METHODS: The present study included a prospective cohort of 66 patients (85 neck dissection sides) who underwent neck dissection between December 2015 and July 2017 at a single institution . The active shoulder abduction angles of the affected side and the patient-reported shoulder-specific quality-of-life recovery score of the Western Ontario Rotator Cuff (WORC) questionnaire were examined at 1 , 3 , 6 , 9, and 12 months postoperatively . Additionally, the association between these outcomes and risk factors for shoulder impairment were investigated .

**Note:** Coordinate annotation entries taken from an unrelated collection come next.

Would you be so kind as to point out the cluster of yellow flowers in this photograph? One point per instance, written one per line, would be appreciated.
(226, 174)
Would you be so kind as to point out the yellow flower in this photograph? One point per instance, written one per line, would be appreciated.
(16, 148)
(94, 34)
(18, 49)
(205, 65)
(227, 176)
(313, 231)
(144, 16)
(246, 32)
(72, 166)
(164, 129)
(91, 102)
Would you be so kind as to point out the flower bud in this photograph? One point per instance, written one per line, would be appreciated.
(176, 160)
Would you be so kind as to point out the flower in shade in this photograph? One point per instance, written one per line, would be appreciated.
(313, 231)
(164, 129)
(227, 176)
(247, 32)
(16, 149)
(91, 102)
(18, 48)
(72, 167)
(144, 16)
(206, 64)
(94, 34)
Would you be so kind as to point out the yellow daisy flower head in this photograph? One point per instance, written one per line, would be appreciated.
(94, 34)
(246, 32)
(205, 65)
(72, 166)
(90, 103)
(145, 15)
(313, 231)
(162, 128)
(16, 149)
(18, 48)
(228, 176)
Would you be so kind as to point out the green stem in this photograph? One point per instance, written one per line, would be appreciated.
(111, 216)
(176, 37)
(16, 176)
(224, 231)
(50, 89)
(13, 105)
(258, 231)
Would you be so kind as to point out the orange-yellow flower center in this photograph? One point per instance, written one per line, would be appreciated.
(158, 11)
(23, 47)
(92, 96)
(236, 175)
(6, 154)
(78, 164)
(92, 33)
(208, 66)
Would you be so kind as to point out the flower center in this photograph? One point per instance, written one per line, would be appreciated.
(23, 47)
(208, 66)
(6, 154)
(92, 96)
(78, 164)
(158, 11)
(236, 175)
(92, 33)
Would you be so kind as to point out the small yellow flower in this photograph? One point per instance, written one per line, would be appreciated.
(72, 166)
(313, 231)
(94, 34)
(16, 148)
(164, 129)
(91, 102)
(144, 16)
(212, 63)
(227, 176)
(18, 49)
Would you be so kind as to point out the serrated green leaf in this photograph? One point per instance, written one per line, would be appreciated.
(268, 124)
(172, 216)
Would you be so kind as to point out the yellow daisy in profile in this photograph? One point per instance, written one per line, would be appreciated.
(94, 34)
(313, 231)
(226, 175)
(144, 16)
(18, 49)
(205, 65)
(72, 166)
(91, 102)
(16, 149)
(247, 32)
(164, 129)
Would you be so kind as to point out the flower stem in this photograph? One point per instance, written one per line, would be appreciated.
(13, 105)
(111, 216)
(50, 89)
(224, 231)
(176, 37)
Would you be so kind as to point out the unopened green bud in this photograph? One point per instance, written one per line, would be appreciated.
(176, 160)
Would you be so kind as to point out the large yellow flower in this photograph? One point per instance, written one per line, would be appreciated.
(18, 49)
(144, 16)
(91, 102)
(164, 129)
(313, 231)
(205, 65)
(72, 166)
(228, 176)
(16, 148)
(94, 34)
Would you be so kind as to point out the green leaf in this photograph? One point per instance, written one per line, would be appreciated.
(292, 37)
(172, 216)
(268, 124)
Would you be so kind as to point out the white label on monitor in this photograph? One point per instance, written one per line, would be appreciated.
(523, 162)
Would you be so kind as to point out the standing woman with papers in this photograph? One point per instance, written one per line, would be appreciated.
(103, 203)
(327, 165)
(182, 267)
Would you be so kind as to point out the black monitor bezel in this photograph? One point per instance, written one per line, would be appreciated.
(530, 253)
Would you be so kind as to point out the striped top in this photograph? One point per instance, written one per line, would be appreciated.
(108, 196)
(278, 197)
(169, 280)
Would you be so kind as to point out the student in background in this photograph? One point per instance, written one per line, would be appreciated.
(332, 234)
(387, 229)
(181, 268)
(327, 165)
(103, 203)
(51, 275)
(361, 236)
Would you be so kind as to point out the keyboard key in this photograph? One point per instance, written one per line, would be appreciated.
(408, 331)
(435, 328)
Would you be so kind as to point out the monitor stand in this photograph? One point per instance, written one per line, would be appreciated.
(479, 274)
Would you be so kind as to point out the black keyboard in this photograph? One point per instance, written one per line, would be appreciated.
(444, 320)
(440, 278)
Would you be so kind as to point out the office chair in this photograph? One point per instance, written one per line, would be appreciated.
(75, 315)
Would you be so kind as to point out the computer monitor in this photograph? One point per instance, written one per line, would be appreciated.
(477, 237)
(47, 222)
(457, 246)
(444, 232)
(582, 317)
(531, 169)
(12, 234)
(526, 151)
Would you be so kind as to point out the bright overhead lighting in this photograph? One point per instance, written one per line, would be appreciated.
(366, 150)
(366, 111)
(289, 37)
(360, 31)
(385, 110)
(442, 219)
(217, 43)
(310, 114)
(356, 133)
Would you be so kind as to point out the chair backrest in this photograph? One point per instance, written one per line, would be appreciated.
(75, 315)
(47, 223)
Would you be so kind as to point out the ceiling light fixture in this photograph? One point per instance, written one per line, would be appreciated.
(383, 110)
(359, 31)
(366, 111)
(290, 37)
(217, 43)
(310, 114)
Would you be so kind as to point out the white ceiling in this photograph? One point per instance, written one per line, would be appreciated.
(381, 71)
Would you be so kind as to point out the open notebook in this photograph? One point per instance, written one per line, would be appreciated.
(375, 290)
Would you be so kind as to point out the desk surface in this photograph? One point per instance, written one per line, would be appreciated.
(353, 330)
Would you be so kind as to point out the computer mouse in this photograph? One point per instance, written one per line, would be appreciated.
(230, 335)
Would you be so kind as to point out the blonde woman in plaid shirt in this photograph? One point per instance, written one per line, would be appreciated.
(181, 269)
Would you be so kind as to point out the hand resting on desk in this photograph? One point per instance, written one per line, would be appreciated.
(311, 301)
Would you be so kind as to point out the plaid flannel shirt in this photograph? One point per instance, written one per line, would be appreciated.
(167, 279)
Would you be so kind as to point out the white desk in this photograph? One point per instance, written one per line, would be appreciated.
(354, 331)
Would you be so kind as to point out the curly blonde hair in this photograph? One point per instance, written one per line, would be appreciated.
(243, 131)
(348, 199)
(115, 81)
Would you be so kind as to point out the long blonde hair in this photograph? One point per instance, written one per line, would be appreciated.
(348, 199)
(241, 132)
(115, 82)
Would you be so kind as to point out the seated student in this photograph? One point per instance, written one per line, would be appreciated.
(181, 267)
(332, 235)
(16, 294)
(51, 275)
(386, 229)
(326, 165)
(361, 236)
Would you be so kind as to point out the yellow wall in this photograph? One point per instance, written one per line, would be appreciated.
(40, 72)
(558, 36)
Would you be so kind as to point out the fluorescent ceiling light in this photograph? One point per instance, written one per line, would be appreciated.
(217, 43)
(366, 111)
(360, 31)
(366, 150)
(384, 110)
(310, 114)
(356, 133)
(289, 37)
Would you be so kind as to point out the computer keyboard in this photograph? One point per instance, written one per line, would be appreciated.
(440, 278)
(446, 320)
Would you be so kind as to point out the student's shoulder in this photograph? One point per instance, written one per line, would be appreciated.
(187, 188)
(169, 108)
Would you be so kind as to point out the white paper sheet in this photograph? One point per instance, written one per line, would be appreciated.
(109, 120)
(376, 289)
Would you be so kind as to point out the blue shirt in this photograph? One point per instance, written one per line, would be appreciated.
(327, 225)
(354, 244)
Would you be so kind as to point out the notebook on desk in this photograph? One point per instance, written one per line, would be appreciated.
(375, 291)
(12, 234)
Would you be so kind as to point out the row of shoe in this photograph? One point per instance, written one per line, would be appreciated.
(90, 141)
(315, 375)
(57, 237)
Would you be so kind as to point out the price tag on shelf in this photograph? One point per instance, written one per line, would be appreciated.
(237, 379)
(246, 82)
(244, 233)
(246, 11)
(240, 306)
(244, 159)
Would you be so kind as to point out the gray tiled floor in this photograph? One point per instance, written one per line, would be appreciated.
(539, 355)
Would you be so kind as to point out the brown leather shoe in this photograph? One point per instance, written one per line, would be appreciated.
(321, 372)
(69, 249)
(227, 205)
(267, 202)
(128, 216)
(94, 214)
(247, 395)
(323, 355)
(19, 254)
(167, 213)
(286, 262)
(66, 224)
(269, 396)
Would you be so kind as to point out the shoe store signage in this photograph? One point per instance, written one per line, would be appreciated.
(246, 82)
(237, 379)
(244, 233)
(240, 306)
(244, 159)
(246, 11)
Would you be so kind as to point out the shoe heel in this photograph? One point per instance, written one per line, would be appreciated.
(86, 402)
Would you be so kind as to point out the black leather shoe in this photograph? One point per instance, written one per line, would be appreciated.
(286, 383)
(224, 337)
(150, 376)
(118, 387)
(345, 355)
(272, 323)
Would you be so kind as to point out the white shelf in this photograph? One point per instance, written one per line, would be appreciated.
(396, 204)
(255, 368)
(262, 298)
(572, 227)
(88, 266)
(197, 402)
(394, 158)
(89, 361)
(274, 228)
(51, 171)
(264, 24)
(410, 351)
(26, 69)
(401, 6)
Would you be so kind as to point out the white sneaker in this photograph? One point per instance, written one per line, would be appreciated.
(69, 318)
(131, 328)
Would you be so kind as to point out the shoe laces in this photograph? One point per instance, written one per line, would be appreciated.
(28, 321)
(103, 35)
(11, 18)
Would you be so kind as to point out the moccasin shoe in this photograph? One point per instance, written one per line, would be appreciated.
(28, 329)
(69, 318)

RESULTS: The average active shoulder abduction angles were significantly improved at 3 and 6 months postoperatively compared with 1 month postoperatively (96.5 ± 4.3° at 1 month versus 110.1 ± 4.7° at 3 months, p = 0.035, and versus 142.0 ± 4.6° at 6 months, p <0.0001). The proportion of patients who were unable to abduct their shoulders by 150° or more was significantly lower at 6 months postoperatively (41.5 %) compared with 1 month postoperatively (82.4%, p <0.0001). The WORC score significantly improved from 60.4 ± 2.4% at 1 month postoperatively to 67.9 ± 2.6% at 6 months postoperatively (p = 0.036). Multivariate analysis revealed that postoperative radiotherapy was a significant risk factor for shoulder impairment at 3 and 6 months postoperatively (p = 0.003 and p = 0.027, respectively), and that level V dissection and head and neck irradiation were significant risk factors for a worse shoulder outcome at 6 and 9 months postoperatively (respective p values for level V dissection and head and neck irradiation were p = 0.049 and p = 0.030 at 6 months postoperatively, and p = 0.016 and p = 0.013 at 9 months postoperatively).
CONCLUSION: Satisfactory functional and qualitative recovery of shoulder function was achieved at 6 months after neck dissection . Postoperative radiotherapy was a predictor of poor shoulder function in the early postoperative period; both level V dissection and head and neck irradiation were predictors of poor shoulder function at 6 and 9 months after neck dissection.